If STAGECOACH isn't
the greatest Western ever made, it's certainly the most
influential. Although there were a few attempts at "serious"
Westerns throughout the 1930s, the genre was mostly defined by b-films
whose target audience was young boys. With STAGECOACH, director
John Ford proved the Western's viability for wide-ranging social drama,
character study, and allegory. Something of a GRAND HOTEL on
wheels, STAGECOACH examines the lives of nine passengers as they
journey through dangerous Indian territory. The characters seem
stock Western types at first -- the convict, the lawman, the gambler,
the drunken doctor, the prostitute, etc. -- but each of them emerges as
a three-dimensional figure with a complex backstory. Ford
probably overdid things in his effort to be taken seriously, in that
the screenplay by Dudley Nichols is full of long-winded and pretentious
speeches, but perhaps that was a necessary evil in a genre-defining
film.
As much as anything, STAGECOACH is
remembered
as the picture that made John Wayne a major star after a decade of
toiling in b-Westerns. Ford provides Wayne with a dramatic
zoom-in closeup for his first appearance, a seemingly prescient moment
that announced to the world: "Folks, meet the icon of the genre."

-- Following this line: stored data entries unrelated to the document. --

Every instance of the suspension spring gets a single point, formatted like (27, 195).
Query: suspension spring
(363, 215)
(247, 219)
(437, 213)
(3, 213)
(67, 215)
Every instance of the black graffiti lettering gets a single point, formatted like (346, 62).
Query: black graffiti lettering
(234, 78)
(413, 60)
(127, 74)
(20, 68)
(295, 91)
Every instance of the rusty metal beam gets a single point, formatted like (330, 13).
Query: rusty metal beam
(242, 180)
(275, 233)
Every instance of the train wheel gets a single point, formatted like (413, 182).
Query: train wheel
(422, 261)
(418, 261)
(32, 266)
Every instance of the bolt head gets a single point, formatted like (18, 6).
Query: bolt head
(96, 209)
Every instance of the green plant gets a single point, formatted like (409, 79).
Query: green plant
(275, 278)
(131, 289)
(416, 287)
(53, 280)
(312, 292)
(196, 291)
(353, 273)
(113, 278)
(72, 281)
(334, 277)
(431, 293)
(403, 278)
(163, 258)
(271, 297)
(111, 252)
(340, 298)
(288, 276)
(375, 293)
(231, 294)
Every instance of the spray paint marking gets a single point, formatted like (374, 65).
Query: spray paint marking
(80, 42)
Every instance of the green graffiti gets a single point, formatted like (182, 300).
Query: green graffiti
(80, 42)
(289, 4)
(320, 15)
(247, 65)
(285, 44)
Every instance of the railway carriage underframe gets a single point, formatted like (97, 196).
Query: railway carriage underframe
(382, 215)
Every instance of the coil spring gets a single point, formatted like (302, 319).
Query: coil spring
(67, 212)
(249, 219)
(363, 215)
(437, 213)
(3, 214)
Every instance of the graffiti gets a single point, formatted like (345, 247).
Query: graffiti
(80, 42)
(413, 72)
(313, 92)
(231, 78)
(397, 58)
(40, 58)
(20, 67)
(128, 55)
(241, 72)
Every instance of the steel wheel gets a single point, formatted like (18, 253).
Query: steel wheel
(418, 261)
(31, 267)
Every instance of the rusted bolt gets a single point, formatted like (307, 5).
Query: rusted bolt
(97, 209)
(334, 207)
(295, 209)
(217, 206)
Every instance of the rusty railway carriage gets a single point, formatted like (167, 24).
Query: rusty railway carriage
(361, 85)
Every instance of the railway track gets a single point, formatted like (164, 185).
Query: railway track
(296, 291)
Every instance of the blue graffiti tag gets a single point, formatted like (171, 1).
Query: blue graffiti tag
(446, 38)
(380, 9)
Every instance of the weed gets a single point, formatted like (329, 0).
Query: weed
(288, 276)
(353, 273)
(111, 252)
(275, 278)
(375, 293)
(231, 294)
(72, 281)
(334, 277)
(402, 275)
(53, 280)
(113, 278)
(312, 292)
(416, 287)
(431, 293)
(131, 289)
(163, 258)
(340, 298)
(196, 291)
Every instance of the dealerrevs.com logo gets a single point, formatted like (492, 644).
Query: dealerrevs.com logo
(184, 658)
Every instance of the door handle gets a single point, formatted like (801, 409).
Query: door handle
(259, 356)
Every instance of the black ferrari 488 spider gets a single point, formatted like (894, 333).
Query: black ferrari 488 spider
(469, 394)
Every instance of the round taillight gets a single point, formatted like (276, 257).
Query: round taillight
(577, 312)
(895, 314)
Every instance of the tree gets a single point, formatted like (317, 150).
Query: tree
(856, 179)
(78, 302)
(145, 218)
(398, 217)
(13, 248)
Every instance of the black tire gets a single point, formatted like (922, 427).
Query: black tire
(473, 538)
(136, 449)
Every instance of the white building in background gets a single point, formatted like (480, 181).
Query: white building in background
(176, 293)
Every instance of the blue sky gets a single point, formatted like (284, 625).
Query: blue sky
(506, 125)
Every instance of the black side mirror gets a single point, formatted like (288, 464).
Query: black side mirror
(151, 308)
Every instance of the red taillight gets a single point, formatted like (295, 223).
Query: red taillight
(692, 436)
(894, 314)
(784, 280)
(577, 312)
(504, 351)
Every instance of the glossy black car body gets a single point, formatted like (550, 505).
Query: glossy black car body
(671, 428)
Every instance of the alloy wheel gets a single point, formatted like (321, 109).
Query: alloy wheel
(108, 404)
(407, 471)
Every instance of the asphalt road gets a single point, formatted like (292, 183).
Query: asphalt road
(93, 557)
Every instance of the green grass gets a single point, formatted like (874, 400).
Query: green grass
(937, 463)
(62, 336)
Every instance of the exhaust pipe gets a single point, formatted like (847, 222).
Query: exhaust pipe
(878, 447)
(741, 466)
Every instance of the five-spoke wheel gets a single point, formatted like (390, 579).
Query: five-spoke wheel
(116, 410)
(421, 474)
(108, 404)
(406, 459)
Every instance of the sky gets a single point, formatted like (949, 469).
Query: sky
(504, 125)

STAGECOACH is also heralded for its action sequences (most staged by
and featuring legendary stuntman Yakima Canutt), but some of my
favorite moments are the quiet ones, such as the dimly lit scene in
which Wayne and Claire Trevor discuss marriage in pragmatic terms that
mask their true emotions. With such scenes, Ford and Wayne make
it clear that the Western hero had evolved permanently beyond the
rope-twirling guitar-strummers who chased bad guys named Blackie.
Another major work from Hollywood's greatest year.